最新刊発売を機に、その半生や作品にかける想いについてお話を伺った。
漫画家になって夢の印税生活をしてみたかった
──この作品が生まれた経緯は、第一巻のあとがきにもありますが「オカン男子(女性に世話を焼く男子)」を描きたいというのがきっかけなんですよね。

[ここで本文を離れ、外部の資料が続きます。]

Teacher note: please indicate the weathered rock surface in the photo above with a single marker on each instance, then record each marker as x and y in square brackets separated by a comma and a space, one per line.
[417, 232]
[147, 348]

嶋永のの先生(以下、嶋永):そうですね。次の作品を考えていたときに、担当編集とオカン男子とオタク女子で何か作れないかな、という話になって。そこから色々と膨らませていった結果、主人公はBL漫画家として伸び悩んでいて……という設定につながっていきました。
──先生ご自身もBLは読みますか。
嶋永:大好きです。それこそ、自分が最初に投稿したのはBL作品だったんですよ。
──え、そうだったんですか。
嶋永:初投稿が16歳のときだったんですけど、ちょうどその頃第一次BLブームがきていた頃で、同人誌即売会にもいける年齢になって、わりと過激なBL作品に触れることが多かったんですよね。だから自分が読みたいやつを描いてみようと思って。
──漫画家を志したのはいつ頃からだったんですか。
嶋永:8歳くらいの頃ですね。
──早いですね。
嶋永:とにかくお金を儲けたかったんです。ちょうど8歳くらいのときにテレビで漫画家が儲かるという話を聞いて、じゃあ私もなろう、と。当時はさくらももこ先生が活躍していた時期ですね。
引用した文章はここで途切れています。